Breaking Up a Botnet – How Ramnit was Foiled

In the online world, crime is rife. Criminals no longer have to be lurking in your neighborhood in order to cause trouble. Nowadays, they can cheat, steal and deceive from the other side world with little more than an Internet connection and a few clicks of a mouse. This makes them hard to detect and even harder to catch.

The socio-economic threat posed by cybercriminal activity is immense. Surveying the cyberthreat landscape in 2014, the European Union Agency for Network and Information Services (ENISA) declared that never before had they seen such a wide range of change: from massive data breaches and increasingly complex attacks able to evade security defenses, to direct attacks on vital internet security functions. These assaults on Europe’s cyberdefenses currently cost the EU economy an estimated €750 billion every year.

One major obstacle to tackling cybercrime is that as fast as law enforcement defeats one illicit method, another emerges to take its place. And in the ever-evolving arsenal of tools cybercriminals have at their disposal, one in particular stands out for its stealth:  the botnet, which is most probably the number one tool powering large scale attacks on the Internet.

This term describes a network of computers infected with malware via a mobile device, an email, an email attachment, the sharing of infected files, or a visit to an infected website. And computers which aren’t using up-to-date, legitimate software or anti-virus or malware protection are more likely to become infected. The malware allows criminals to take control of multiple infected computers at a distance, through one or more command and control (C&C) servers. They can then steal personal and banking information, undermine antivirus software or disable automatic security updates; all without the computer users’ knowledge.

With a botnet, criminals are able to access and control not just one computer, but millions worldwide at the same time, making them capable of illicit activity on a massive scale. To add to the challenge, botnet developers often build defensive mechanisms into their malware, meaning they can move the location and nature of their command and control servers at a moment’s notice.

ENISA currently ranks botnets as one of the top 15 threats to European cybersecurity. In 2014, they accounted for 34% of all cyberattacks. However, in the same period, the number of computers infected by botnets dropped from around 3.5 million to 2.3 million, showing that efforts to detect and disable such networks are working. ENISA notes that this is thanks to globally coordinated action between law enforcement, industry and governments.

One such instance of coordination in action occurred on 24 February, when Europol’s Cybercrime Centre (EC3) led an international campaign against the Ramit botnet, which was primarily aimed at harvesting credentials such as online banking log-ins, passwords and personal files. This particular botnet had infected 3.2 million computers worldwide.

Microsoft took part in the takedown, alongside other industry partners Symantec and AnubisNetwords, by assisting Europol and national investigators from Germany, Italy, the Netherlands and the UK with shutting down the C&C servers and redirecting 300 Internet domain addresses used by the botnet’s operators.

In the lead up to the takedown, malware investigators from Microsoft’s Digital Crimes Unit (DCU) – a group of international legal and technical experts focused on disrupting malware crimes, shoring up Internet security, and protecting vulnerable populations online – devoted significant time and resources to understanding exactly how the Ramnit botnet worked, using cloud-based data analytics tools.

It turns out that the efficiency of a botnet is also its downfall. Once connected, computers infected with the Ramnit malware sent hundreds of thousands of messages to the overarching C&C server, asking for instructions about what crime to commit next. But these kinds of messages leave a footprint, in the form of an electronic trace that the DCU was able to detect, ingest, analyze and visualize using parts of the Microsoft Internet of Things (IoT) suite such as Power BI, Event Hubs, and HDInsight.

The strength of these tools lies in instant insight. During the botnet takedown, the use of Event Hubs to collects and analyze infection data in near real-time meant that Microsoft was able to instantly see the number of infections and track progress on malware and botnet disruption.

Event Hubs instant insights

Data makes for smarter, more efficient cybercrime-fighting. Sharing those data insights enables law enforcement to lead successful operations and better protect critical computer infrastructures.
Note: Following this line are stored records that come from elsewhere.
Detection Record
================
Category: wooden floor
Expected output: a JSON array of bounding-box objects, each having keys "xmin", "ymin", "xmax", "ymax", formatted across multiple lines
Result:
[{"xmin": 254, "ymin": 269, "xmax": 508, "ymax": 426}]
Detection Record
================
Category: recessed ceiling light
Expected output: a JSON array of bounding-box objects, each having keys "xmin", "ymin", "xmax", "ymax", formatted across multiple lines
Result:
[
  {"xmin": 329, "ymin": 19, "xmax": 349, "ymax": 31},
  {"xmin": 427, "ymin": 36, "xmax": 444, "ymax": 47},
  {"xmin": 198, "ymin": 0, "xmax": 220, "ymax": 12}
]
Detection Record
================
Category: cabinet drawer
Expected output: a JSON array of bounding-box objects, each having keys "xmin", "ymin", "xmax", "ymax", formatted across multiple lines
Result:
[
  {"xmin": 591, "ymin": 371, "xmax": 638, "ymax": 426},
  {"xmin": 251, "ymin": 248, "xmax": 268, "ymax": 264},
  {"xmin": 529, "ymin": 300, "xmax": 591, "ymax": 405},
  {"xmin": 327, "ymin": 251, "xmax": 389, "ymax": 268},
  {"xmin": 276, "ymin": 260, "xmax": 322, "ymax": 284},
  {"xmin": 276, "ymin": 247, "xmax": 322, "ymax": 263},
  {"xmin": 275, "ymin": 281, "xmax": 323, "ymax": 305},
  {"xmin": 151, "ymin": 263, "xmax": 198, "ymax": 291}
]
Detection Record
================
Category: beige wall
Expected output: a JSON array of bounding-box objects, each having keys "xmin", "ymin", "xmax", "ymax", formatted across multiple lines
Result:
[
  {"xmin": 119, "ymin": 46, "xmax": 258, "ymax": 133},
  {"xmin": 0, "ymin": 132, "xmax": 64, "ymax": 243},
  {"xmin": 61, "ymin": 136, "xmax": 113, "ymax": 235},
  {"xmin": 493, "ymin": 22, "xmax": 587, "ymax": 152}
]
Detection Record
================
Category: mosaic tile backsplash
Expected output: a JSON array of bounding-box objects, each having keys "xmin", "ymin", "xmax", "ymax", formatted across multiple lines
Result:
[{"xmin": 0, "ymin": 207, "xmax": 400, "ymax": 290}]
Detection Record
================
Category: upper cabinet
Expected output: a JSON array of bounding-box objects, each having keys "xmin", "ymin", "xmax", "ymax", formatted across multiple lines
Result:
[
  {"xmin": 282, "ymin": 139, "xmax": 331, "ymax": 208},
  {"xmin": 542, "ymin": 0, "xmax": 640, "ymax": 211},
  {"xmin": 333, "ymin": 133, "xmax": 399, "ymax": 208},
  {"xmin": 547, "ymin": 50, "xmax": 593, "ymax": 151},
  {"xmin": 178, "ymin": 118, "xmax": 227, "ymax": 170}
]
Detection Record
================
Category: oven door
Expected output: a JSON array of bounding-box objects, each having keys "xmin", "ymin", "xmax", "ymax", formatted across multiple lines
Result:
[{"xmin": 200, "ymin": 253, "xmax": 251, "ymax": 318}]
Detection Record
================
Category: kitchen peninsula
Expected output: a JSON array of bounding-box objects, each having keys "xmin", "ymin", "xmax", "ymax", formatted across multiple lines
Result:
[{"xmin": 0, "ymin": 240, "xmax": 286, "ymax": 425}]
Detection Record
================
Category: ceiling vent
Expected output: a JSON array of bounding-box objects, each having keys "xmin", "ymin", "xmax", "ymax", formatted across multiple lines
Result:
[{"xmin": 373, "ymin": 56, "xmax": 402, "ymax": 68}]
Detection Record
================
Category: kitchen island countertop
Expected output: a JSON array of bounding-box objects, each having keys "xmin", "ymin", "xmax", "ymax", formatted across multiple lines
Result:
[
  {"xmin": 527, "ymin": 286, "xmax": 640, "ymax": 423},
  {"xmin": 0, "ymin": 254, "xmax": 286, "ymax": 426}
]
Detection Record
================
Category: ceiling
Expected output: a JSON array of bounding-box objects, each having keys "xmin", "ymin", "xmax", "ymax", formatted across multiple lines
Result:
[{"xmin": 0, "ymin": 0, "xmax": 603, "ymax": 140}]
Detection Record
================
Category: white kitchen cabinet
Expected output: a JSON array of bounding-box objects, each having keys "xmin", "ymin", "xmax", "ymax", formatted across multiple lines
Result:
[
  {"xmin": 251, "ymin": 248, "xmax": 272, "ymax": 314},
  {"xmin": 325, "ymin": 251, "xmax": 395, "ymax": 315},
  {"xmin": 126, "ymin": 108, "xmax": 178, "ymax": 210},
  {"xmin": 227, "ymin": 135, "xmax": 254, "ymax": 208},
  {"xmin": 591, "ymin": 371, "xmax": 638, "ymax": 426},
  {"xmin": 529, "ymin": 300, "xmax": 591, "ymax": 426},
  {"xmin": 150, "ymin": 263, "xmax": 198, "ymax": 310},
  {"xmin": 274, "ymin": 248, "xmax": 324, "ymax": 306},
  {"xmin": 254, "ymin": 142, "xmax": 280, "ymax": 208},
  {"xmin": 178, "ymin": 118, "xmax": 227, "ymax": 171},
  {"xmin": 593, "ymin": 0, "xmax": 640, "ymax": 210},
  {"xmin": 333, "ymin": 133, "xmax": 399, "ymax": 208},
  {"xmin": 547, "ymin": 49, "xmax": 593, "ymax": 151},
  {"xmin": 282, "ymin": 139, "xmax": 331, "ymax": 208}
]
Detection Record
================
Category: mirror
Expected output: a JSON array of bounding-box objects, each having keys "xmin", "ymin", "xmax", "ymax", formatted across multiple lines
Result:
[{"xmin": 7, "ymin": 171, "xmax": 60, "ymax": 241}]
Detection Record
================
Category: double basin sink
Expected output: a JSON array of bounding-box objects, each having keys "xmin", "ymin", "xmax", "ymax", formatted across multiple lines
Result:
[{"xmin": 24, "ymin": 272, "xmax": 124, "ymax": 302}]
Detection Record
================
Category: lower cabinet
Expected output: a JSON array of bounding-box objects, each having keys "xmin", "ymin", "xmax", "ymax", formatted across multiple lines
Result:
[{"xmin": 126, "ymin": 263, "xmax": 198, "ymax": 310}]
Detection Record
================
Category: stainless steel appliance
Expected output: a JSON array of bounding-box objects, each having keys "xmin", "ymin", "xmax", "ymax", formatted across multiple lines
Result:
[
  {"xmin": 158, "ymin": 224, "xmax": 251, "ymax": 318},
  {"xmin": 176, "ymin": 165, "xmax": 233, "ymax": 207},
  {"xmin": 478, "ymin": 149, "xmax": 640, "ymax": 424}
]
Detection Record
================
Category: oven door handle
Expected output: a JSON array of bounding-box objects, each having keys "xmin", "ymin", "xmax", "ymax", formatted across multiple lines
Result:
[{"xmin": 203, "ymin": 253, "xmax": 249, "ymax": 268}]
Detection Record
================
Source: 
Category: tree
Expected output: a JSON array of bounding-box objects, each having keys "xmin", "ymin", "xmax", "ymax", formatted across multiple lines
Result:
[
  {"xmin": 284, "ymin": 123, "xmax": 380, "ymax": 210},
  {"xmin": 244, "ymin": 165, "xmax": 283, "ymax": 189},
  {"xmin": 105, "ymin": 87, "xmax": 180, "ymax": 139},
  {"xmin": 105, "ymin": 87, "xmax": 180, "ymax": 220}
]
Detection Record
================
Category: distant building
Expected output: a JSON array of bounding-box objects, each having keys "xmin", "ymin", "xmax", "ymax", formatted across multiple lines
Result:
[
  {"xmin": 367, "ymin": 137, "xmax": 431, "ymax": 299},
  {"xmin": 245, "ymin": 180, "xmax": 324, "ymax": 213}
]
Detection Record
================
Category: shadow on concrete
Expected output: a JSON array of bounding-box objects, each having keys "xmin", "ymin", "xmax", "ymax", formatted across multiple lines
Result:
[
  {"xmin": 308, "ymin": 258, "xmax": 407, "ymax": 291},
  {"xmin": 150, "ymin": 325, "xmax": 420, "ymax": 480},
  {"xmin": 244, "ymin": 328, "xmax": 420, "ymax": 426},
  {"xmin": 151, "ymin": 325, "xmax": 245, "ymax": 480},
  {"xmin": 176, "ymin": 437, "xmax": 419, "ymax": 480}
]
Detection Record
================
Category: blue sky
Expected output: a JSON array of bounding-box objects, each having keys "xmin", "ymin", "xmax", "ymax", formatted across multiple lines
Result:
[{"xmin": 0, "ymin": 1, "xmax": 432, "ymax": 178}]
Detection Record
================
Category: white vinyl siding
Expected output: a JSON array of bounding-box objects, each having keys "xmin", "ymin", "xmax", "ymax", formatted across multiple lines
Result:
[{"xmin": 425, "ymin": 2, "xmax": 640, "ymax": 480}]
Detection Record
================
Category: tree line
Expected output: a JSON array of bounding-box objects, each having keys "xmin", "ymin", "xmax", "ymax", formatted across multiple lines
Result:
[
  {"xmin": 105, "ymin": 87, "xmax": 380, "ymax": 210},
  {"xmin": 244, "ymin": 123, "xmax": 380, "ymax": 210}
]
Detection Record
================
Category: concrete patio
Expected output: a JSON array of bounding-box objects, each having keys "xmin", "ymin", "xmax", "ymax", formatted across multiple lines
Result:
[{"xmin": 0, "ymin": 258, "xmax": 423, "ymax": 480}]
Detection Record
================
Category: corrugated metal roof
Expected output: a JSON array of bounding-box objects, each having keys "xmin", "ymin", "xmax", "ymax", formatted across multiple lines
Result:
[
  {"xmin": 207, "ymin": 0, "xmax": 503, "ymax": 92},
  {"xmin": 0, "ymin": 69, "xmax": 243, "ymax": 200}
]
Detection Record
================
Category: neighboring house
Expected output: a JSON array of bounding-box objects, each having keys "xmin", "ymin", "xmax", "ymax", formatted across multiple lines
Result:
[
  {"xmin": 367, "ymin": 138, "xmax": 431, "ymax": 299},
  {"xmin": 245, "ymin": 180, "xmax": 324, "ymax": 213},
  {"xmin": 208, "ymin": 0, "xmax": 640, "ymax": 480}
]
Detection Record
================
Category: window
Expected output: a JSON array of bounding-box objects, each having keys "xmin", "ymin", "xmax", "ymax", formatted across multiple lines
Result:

Policymakers are increasingly aware of the need for increased cooperation to tackle cybercrime, and as part of its Digital Single Market strategy, the European Commission intends to propose a Public-Private Partnership on cybersecurity in early 2016.

It’s vital that a modern  international cooperation and information-sharing framework involving industry, customers and law enforcement is created, to understand how cybercriminals operate and how to more effectively stop them in their tracks. Only then can we ensure that Europe’s digital defenses remain robust, watertight and able to handle whatever the online criminal underworld throws at them next.